前回は「真珠湾奇襲攻撃 1〜山本五十六の狙い〜」でした。
山本が、いつ頃からハワイ奇襲攻撃を考えていたのかは不明です。
日独伊三国軍事同盟締結直前に連合艦隊司令長官となった山本。
この頃から、日米開戦を念頭に考えていたに違いないでしょう。

山本から作戦実施計画を任された大西瀧治郎、源田実らは困難を極める中、なんとか実施計画をまとめ上げます。
そして、奇襲攻撃成功のため、「月月火水木金金」の猛訓練を行います。

しかし、このハワイ奇襲攻撃は「危険すぎる」として作戦を統括する軍令部から猛反対を受けます。

作戦を統括する永野修身 軍令部総長が反対します。

真珠湾奇襲攻撃は、
投機的要素が強すぎる。
作戦実施予定の最高指揮官である南雲忠一 第一航空艦隊司令長官も猛烈に反対していました。

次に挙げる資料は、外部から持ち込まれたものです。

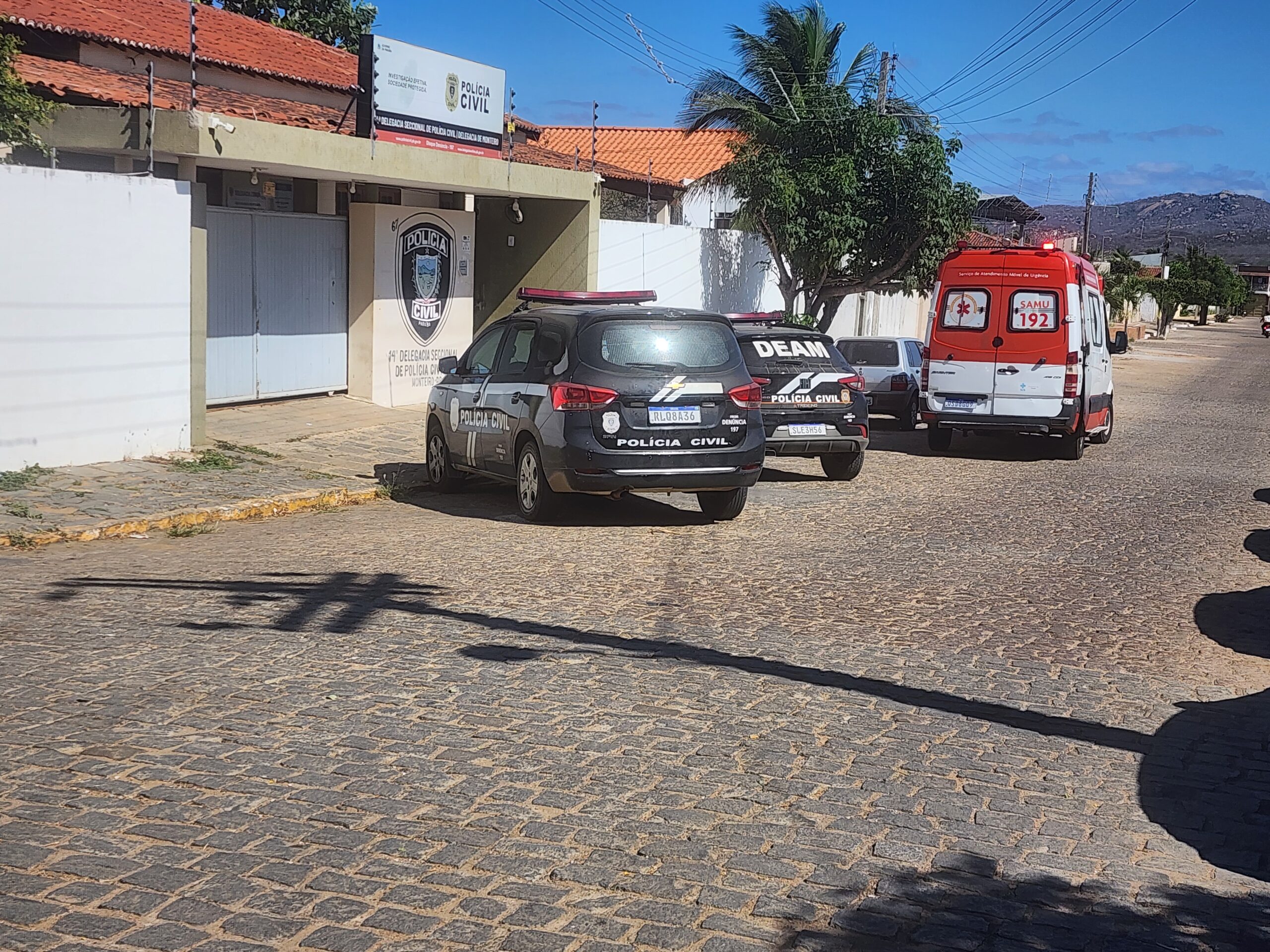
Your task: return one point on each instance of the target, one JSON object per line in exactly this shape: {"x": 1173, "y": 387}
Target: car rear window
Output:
{"x": 870, "y": 353}
{"x": 658, "y": 346}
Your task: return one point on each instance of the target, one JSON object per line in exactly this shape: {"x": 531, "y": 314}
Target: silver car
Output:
{"x": 892, "y": 368}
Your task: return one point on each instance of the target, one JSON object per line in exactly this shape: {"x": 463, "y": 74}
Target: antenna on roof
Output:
{"x": 193, "y": 58}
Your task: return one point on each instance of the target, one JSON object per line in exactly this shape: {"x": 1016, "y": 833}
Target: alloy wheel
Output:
{"x": 529, "y": 481}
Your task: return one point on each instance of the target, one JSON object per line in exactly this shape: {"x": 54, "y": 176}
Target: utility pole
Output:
{"x": 883, "y": 83}
{"x": 1089, "y": 214}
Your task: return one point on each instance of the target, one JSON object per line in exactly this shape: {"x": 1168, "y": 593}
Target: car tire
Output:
{"x": 535, "y": 499}
{"x": 910, "y": 416}
{"x": 842, "y": 466}
{"x": 1105, "y": 436}
{"x": 723, "y": 506}
{"x": 1072, "y": 445}
{"x": 443, "y": 475}
{"x": 939, "y": 440}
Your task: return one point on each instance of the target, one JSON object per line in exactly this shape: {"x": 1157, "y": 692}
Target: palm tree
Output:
{"x": 789, "y": 74}
{"x": 810, "y": 134}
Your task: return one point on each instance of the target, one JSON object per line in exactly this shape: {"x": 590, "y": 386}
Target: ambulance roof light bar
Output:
{"x": 547, "y": 296}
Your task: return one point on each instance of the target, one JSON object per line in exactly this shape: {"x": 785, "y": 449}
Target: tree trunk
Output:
{"x": 831, "y": 310}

そもそも米太平洋艦隊の総本部のハワイへ近づくことすら容易ではないのです。



悟られないようにこっそりと大部隊で近づいて、
米海軍と基地を奇襲攻撃をしろ!
航空に関しては素人同然の南雲司令長官を補佐する、南雲機動部隊の草鹿龍之介 第一航空艦隊参謀長。





そんな無茶なこと、出来るわけないだろう!
山本長官は一体何を考えているんだ!



そう。
無理!
草鹿参謀長もまた、真っ向から反対します。
連合艦隊へ作戦を指示する軍令部の事実上の最高意思決定者である伊藤整一次長。





こんな無茶な案を、
裁可することはできない。
山本長官以外、皆が猛反対です。



山本長官は博打が好きだから、
こんな投機的なことを考えるのだ。



日本海軍の虎の子の空母を全部ハワイに行かせて、
やられてしまったらどうするんだ?
みな、どうあっても賛成しません。


軍令部が同意しなければ、「作戦実行部隊」に過ぎない連合艦隊はハワイ奇襲攻撃を実施することは、許されません。
米国と断絶・戦争となった時には、米国に大きく依存していた軍需物資の確保が喫緊の課題です。
なかでも、ほとんど「米国に頼っており、内地(日本本土)でほとんど産出しない原油」の確保は最優先です。



ハワイ奇襲攻撃なんて無茶なこと言ってないで、
南方を攻撃・占領して、早く原油を確保して下さい。



危険なことは百も承知だ。
しかし、これをしなければ米海軍には勝つことは絶対にできない。



米海軍に勝つのは、通常のやり方では、絶対に不可能なのだ。
山本五十六長官には、「真珠湾奇襲攻撃こそ日本の生きる道」という信念がありました。



通常の手段では、
ハワイ奇襲攻撃の了承を得ることは不可能。
悟った山本長官は、遂に奥の手を考えます。
その「奥の手」は組織、とりわけ軍においては「禁じ手」とも言える事でした。



この手しかないが、これを使って良いものか。
山本長官は懊悩し、悩みに悩んだ事でしょう。
悩み抜いた挙句、山本五十六は米国と対峙するため、あえて「禁じ手」を使う事を決意します。



この手は、本当は禁じ手だ。



本意ではないが、この手を使うしかない。


山本長官は、海軍省及び軍令部幹部に伝えました。



ハワイ奇襲攻撃を了承頂けないなら、
私は連合艦隊司令長官を辞任します。